Researchers observed the structures of TEN and TRAP, and how they interact with each other and with the telomerase RNA. Many mutations that scientists attributed to the TEN region, in fact, disrupt TEN's interaction with TRAP. The study was published in Cell.

Cancer, aging-related diseases, and other illnesses are closely tied to an important enzyme called "telomerase," whose catalytic core where most of its activity occurs can now be seen in near atomic resolution. At each step, they zoom in closer and see more and more details, and can now begin to deduce not just what the enzyme looks like, but also how it functions. Knowing that may lead to the development of new drugs that target specific parts of the enzyme.

Structure Of Telomerase

In addition to reporting the highest level of detail ever seen of the structure of telomerase's catalytic core, shown in the animation below, the researchers report for the first time they have captured telomerase in the process of making DNA.

Cells with abnormally active telomerase can continually rebuild their protective chromosomal caps and will not die. Over time, this is harmful because DNA errors accumulate and damage cells. Telomerase is especially active in cancer cells, which enables cancer to grow and spread.

Telomerase contains a specialized "reverse transcriptase," or class of proteins, that has four major regions and several sub-regions. In this research, the scientists have revealed a large, previously unstudied sub-region called "TRAP" in the enzyme's reverse transcriptase.

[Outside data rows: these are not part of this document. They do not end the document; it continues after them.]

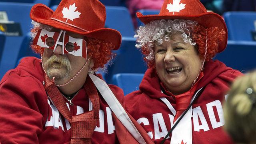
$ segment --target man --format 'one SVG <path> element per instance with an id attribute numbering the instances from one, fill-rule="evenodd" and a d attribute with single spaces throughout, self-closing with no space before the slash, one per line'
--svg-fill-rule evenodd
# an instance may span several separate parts
<path id="1" fill-rule="evenodd" d="M 121 44 L 104 28 L 104 6 L 63 0 L 54 12 L 37 4 L 30 18 L 41 58 L 23 59 L 0 82 L 0 143 L 150 143 L 120 103 L 122 90 L 94 73 Z"/>

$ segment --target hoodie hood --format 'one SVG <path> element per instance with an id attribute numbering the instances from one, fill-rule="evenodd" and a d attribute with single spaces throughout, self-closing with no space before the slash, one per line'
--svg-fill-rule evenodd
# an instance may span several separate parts
<path id="1" fill-rule="evenodd" d="M 197 91 L 200 88 L 206 86 L 212 81 L 219 78 L 227 83 L 233 81 L 237 75 L 234 74 L 233 76 L 230 74 L 237 70 L 227 67 L 225 64 L 218 60 L 210 60 L 206 62 L 204 64 L 204 76 L 198 82 L 196 88 Z M 225 74 L 228 74 L 226 76 Z M 156 74 L 155 69 L 151 68 L 148 69 L 145 73 L 144 77 L 140 85 L 140 90 L 142 92 L 145 93 L 147 95 L 154 98 L 158 98 L 161 97 L 168 97 L 168 96 L 161 92 L 160 80 Z"/>
<path id="2" fill-rule="evenodd" d="M 15 69 L 22 76 L 27 75 L 28 73 L 40 81 L 44 80 L 41 60 L 36 57 L 26 57 L 22 59 Z"/>

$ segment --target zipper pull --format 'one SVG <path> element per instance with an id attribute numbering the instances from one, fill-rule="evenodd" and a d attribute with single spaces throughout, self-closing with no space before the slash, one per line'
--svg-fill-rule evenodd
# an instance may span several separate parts
<path id="1" fill-rule="evenodd" d="M 72 102 L 71 101 L 71 99 L 70 98 L 70 97 L 68 96 L 67 97 L 67 98 L 68 98 L 68 102 L 69 102 L 69 103 L 70 104 L 70 105 L 74 106 L 74 104 L 72 103 Z"/>

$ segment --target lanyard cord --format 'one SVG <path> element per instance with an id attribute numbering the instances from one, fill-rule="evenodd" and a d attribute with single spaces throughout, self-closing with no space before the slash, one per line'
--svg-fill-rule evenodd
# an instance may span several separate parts
<path id="1" fill-rule="evenodd" d="M 188 106 L 188 108 L 187 108 L 187 109 L 185 110 L 185 111 L 184 112 L 183 112 L 183 113 L 180 116 L 180 118 L 179 118 L 178 120 L 177 121 L 177 122 L 175 123 L 175 124 L 174 124 L 174 125 L 173 125 L 173 126 L 172 126 L 172 128 L 171 128 L 171 129 L 169 131 L 169 132 L 168 132 L 168 133 L 167 134 L 166 134 L 166 136 L 165 136 L 165 137 L 164 137 L 164 139 L 162 141 L 162 142 L 161 142 L 161 143 L 160 144 L 163 144 L 164 143 L 164 142 L 165 141 L 165 140 L 166 140 L 166 139 L 167 138 L 167 137 L 168 137 L 168 136 L 169 136 L 169 135 L 171 134 L 171 133 L 172 133 L 172 131 L 174 129 L 174 128 L 175 128 L 175 127 L 176 127 L 176 126 L 177 126 L 177 125 L 178 125 L 178 123 L 180 122 L 180 120 L 181 120 L 181 119 L 184 116 L 185 116 L 185 115 L 187 113 L 187 112 L 188 112 L 188 110 L 192 106 L 192 104 L 194 103 L 194 102 L 195 101 L 195 100 L 196 100 L 196 98 L 199 96 L 200 95 L 201 95 L 201 94 L 202 94 L 202 93 L 203 92 L 203 91 L 204 91 L 204 88 L 205 87 L 203 87 L 200 91 L 200 92 L 198 92 L 198 93 L 197 93 L 197 94 L 196 95 L 196 96 L 195 96 L 195 98 L 194 98 L 194 99 L 193 100 L 193 101 L 192 101 L 192 102 L 190 104 L 189 106 Z"/>

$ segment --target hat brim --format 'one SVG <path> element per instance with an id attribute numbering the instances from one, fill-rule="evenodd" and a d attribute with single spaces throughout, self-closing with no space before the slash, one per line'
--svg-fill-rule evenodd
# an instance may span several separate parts
<path id="1" fill-rule="evenodd" d="M 116 30 L 109 28 L 101 28 L 90 32 L 85 32 L 78 28 L 50 19 L 54 12 L 46 6 L 38 4 L 35 5 L 30 11 L 30 16 L 35 22 L 51 26 L 62 30 L 80 34 L 90 38 L 110 42 L 115 46 L 114 50 L 119 48 L 122 42 L 121 34 Z"/>
<path id="2" fill-rule="evenodd" d="M 214 12 L 208 12 L 195 16 L 178 15 L 170 16 L 158 14 L 144 16 L 140 12 L 137 12 L 137 16 L 144 24 L 147 24 L 154 20 L 179 19 L 195 20 L 197 21 L 198 24 L 206 28 L 217 27 L 220 30 L 224 30 L 226 32 L 226 35 L 225 37 L 224 38 L 224 40 L 221 41 L 220 43 L 218 53 L 224 50 L 227 46 L 228 43 L 228 30 L 225 22 L 221 16 Z"/>

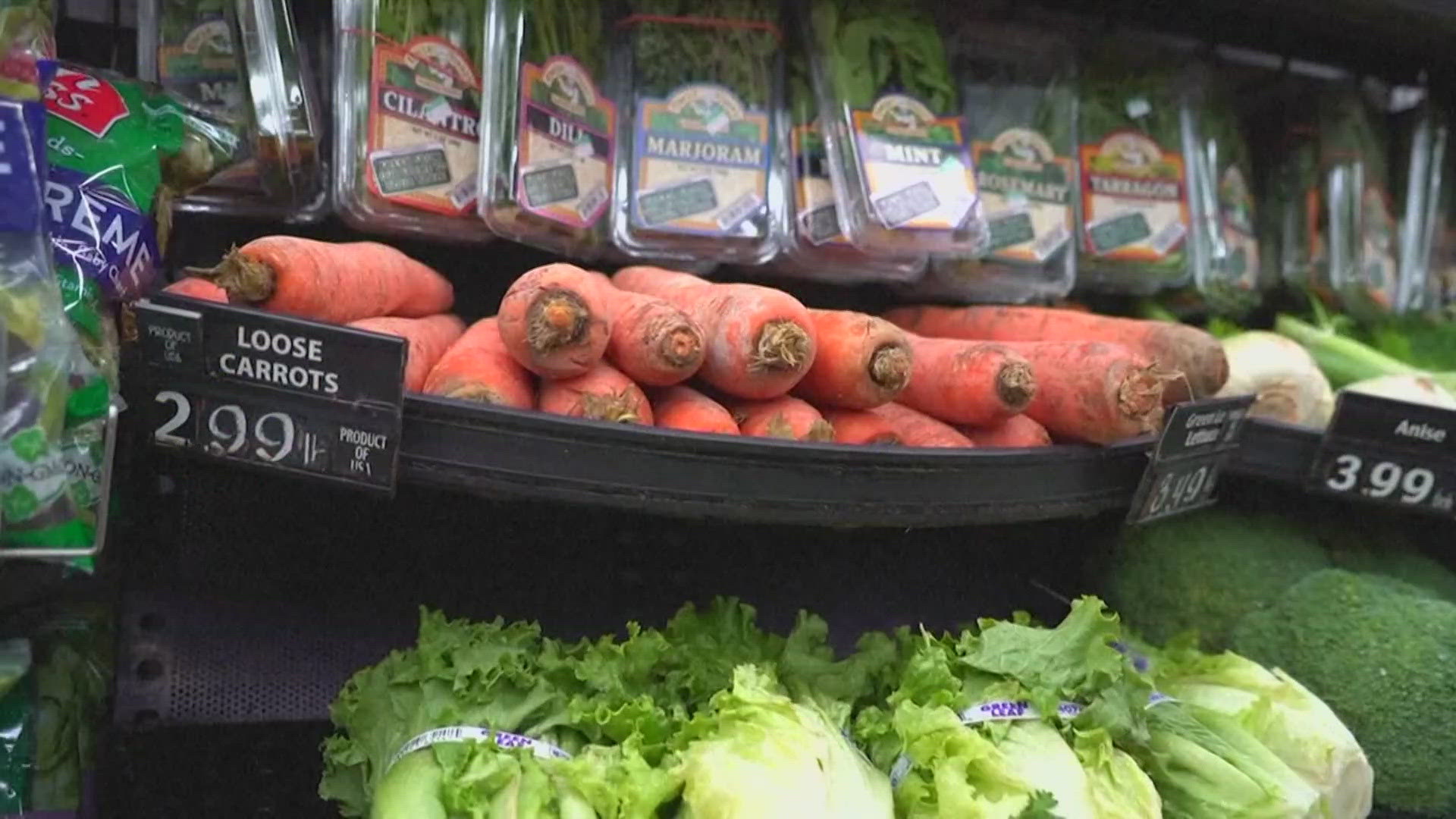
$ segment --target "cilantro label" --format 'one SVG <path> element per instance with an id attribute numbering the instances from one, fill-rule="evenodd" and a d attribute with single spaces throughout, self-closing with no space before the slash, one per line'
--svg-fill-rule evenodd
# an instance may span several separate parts
<path id="1" fill-rule="evenodd" d="M 960 117 L 936 117 L 913 96 L 881 96 L 852 112 L 865 194 L 884 227 L 952 232 L 977 203 Z"/>
<path id="2" fill-rule="evenodd" d="M 683 86 L 638 103 L 630 219 L 699 236 L 763 236 L 769 117 L 719 86 Z"/>
<path id="3" fill-rule="evenodd" d="M 530 213 L 590 227 L 607 211 L 617 109 L 571 57 L 521 66 L 517 200 Z"/>
<path id="4" fill-rule="evenodd" d="M 971 144 L 990 258 L 1040 264 L 1072 238 L 1072 160 L 1040 133 L 1008 128 Z"/>
<path id="5" fill-rule="evenodd" d="M 1082 146 L 1082 217 L 1096 256 L 1159 262 L 1181 252 L 1192 223 L 1182 156 L 1131 130 Z"/>
<path id="6" fill-rule="evenodd" d="M 480 80 L 470 58 L 438 36 L 379 41 L 370 86 L 370 188 L 396 204 L 464 214 L 480 160 Z"/>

Instead of copying from DNA to RNA typically DNA makes RNA, which makes proteins reverse transcriptases use RNA to make DNA; one that's especially well-known is the HIV reverse transcriptase, the target of many drugs.

While other reverse transcriptases can copy any arbitrary RNA sequence and make DNA out of it, telomerase's reverse transcriptase copies only a specific six-nucleotide RNA and does so many times to make a long chain of DNA. 

TRAP plays a crucial role in adding small pieces of DNA to the ends of chromosomes to keep them from shortening every time cells divide. The researchers report for the first time the structure, shape and significance of TRAP, and the region with which it interacts. This is the first time researchers have seen telomerase in the process of making DNA. The researchers captured telomerase immediately after it added a nucleotide to a growing DNA chain in the catalytic core. 

Cryo-electron microscopy

The scientists used a technique called "cryo-electron microscopy" that enables them to see the enzyme in extraordinary detail and used computational modeling to interpret their data. The research team has expertise in several fields, including biochemistry, molecular biology, computational biology, and biophysics.